GIF video showing two different types of tendril perversion

Tendril perversion is a geometric phenomenon sometimes observed in helical structures in which the direction of the helix transitions between left-handed and right-handed. Such a reversal of chirality is commonly seen in helical plant tendrils and telephone handset cords.

The phenomenon was known to Charles Darwin, who wrote in 1865,

A tendril ... invariably becomes twisted in one part in one direction, and in another part in the opposite direction ...
This curious and symmetrical structure has been noticed by several botanists, but has not been sufficiently
explained.

The term "tendril perversion" was coined by Alain Goriely and Michael Tabor in 1998 based on the word perversion found in 19th-century science literature. "Perversion" is a transition from one chirality to another and was known to James Clerk Maxwell, who attributed it to topologist J. B. Listing.

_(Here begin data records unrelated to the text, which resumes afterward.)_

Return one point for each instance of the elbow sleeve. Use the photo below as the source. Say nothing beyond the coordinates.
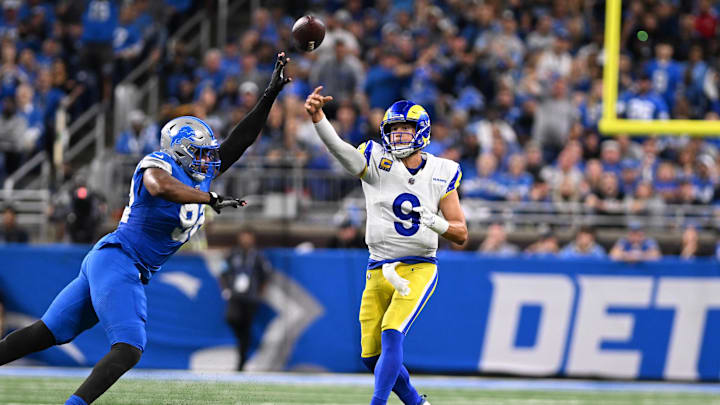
(350, 158)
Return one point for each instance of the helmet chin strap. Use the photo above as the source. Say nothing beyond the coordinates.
(402, 153)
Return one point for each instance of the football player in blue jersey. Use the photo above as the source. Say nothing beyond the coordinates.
(167, 193)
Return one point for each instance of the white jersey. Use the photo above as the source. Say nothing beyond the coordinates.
(391, 191)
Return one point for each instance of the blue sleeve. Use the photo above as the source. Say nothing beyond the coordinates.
(159, 160)
(454, 182)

Tendril perversion can be viewed as an example of spontaneous symmetry breaking, in which the strained structure of the tendril adopts a configuration of minimum energy while preserving zero overall twist.

Tendril perversion has been studied both experimentally and theoretically. Gerbode et al. have made experimental studies of the coiling of cucumber tendrils. A detailed study of a simple model of the physics of tendril perversion was made by McMillen and Goriely in the early 2000s. Liu et al. showed in 2014 that "the transition from a helical to a hemihelical shape, as well as the number of perversions, depends on the height to width ratio of the strip's cross-section."

Generalized tendril perversions were put forward by Silva et al., to include perversions that can be intrinsically produced in elastic filaments, leading to a multiplicity of geometries and dynamical properties.